Le maintien des services publics : une priorité pour Saint-Junien

Publié le 21 décembre 2017 | Ouest-Limousin

Une convention signée pour le maintien des services de proximité en présence de responsables de la CPAM, des administrateurs du CCAS et de nombreux élus.

Le jeudi 7 décembre une convention de partenariat a été signée entre le Centre communal d’action sociale de Saint-Junien (CCAS) et la Caisse primaire d’assurance-maladie de la Haute Vienne (CPAM) par Pierre Allard Maire de Saint-Junien, président du conseil d’administration du CCAS et Catherine Pelletier directrice de la CPAM.

Les deux organismes disposent depuis septembre dernier d’un espace d’accueil commun afin de faciliter l’accès aux droits à l’assurance-maladie pour les populations fragiles ou isolées. Avec la rationalisation des coûts et le développement de l’informatique de nombreux guichets de proximité ont disparu du service public obligeant les usagers à utiliser internet pour leurs démarches.

Mais comme le soulignait Pierre Allard dans son allocution, « pour beaucoup, cela devient un véritable obstacle et ils sont encore nombreux à ne pas disposer d’outils informatiques ou simplement à ne pas savoir s’en servir. Et je ne parle pas des territoires où l’absence du haut débit interdit l’accès aux technologies de la communication. La fracture informatique est une réalité qui touche les populations les plus fragiles socialement, les plus isolées, les plus âgées. A cela s’ajoute, et nous le constatons au quotidien auprès des personnes reçues au CCAS, le fait que beaucoup n’ont pas de droits ouverts par simple méconnaissance des dispositifs ».

Le regroupement de ces deux organismes dans un même lieu permet de maintenir un accueil physique du public, de garantir l’égalité de traitement de tous les citoyens en leur apportant une réponse la plus efficiente possible.

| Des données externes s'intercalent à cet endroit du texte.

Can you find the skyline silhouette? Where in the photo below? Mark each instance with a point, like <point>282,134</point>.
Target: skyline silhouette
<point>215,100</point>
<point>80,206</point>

Les agents du CCAS formés par la CPAM peuvent immédiatement signaler les situations de rupture de droits. Ils sont à même de conseiller les personnes en situation de précarité sur leurs droits en matière de santé, de les accompagner dans leurs démarches. Les dossiers les plus complexes sont traités sur place, du matériel informatique est mis à la disposition des usagers qui peuvent être aidés.